O mar pode ser apaixonante, arrebatador, traz um clima de romance. Existe algo de especial em partir para fazer um cruzeiro, e Civitavechia é uma dessas cidades onde se pode embarcar em um sonho. É prático porque ela fica pertinho do aeroporto de Roma. É só chegar e começar a navegar.


Antigamente, cruzeiro era coisa de rico, assim como andar de primeira classe. Mas nos últimos tempos o negócio explodiu e não para de crescer. Em 2011 mais de dois milhões de pessoas passaram por Civitavechia. Navios maiores, mais frequentes, mais gente, mais dinheiro. E a necessidade de oferecer cada vez mais atrações.

O Costa Concordia era um desses lugares para sair do chão, esquecer a terra firme, a vida real. Uma ilha móvel, onde não se tem que cumprir nenhuma obrigação.

Cinco restaurantes alimentavam tanto apetite e imagens do navio mostram uma rotina de quem não podia nunca imaginar que em apenas duas horas e meia depois de deixar o porto, o curtir a vida ia virar um lutar por ela. Em uma rota onde o navio devia passar próximo à Ilha de Giglio, o capitão decide fazer uma graça, agradar um garçom que tinha família no local e saudar um ex-capitão que mora ali.

Para isso, decidiu passar pertinho, se exibir e exibir essa nave que à noite parecia uma imensa árvore de natal toda iluminada. Mas como dizia o poeta, existia uma pedra no meio do caminho...

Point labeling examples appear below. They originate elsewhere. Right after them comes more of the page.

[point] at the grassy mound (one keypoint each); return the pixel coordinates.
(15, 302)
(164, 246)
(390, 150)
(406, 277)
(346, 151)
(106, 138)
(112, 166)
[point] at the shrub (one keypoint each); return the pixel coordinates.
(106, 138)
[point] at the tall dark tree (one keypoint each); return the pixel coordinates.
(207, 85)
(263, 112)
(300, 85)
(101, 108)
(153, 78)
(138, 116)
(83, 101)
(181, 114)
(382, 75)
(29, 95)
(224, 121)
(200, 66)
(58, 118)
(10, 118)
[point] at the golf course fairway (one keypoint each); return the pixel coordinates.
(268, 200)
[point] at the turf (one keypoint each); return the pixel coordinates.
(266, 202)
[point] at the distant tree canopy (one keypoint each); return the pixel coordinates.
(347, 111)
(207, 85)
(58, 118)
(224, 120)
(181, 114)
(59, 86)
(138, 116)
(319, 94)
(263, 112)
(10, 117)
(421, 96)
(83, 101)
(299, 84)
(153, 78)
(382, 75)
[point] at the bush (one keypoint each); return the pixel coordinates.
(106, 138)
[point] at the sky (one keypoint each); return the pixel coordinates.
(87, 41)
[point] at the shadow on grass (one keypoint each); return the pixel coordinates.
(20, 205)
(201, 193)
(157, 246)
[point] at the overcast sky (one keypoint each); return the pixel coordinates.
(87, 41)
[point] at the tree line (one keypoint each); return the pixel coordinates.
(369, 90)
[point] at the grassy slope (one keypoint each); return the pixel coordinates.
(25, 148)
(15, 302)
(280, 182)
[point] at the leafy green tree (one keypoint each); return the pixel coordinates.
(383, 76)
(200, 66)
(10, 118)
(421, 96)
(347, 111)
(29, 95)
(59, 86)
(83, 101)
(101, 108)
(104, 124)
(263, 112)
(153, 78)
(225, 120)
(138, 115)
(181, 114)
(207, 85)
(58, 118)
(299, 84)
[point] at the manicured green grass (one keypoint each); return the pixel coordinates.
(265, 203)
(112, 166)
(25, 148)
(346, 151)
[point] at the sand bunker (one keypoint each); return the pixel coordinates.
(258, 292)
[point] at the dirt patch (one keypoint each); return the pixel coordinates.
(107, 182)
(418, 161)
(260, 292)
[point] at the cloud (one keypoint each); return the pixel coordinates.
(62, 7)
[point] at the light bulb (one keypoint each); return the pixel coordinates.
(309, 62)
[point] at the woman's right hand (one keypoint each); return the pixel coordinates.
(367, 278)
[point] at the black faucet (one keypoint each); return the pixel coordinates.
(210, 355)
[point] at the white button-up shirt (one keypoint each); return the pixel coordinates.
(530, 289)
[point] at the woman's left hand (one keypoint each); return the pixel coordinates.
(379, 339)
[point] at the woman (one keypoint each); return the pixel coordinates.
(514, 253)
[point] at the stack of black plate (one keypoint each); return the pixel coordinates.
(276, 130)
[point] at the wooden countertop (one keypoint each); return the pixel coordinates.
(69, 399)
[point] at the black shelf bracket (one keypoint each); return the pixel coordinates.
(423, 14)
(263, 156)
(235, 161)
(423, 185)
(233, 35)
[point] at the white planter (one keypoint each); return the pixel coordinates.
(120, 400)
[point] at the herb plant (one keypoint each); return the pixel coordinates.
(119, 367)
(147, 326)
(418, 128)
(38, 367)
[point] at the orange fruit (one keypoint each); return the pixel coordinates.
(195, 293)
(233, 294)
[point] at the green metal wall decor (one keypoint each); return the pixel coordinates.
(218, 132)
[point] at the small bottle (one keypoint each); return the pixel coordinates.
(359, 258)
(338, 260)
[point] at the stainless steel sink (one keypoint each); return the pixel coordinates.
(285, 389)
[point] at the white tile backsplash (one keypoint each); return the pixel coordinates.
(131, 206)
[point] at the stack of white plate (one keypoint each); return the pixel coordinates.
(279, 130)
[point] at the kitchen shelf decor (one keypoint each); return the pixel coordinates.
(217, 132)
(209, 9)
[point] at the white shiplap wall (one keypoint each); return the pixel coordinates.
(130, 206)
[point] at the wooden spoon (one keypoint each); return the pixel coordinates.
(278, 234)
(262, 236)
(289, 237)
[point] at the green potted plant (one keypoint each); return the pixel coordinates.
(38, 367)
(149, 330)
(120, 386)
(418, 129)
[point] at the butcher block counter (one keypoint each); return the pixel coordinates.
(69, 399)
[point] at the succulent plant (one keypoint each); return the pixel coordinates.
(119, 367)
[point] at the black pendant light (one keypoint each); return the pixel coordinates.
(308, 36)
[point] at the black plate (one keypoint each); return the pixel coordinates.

É em um dos simuladores mais modernos da Europa que se ensinam aos alunos que querem ser capitães os perigos e as dificuldades do mar. A gente vai saber um pouco do Sven Dreessen, capitão e diretor da escola, como se faz exatamente para mostrar para os alunos e principalmente o que aconteceu exatamente no Costa Concórdia.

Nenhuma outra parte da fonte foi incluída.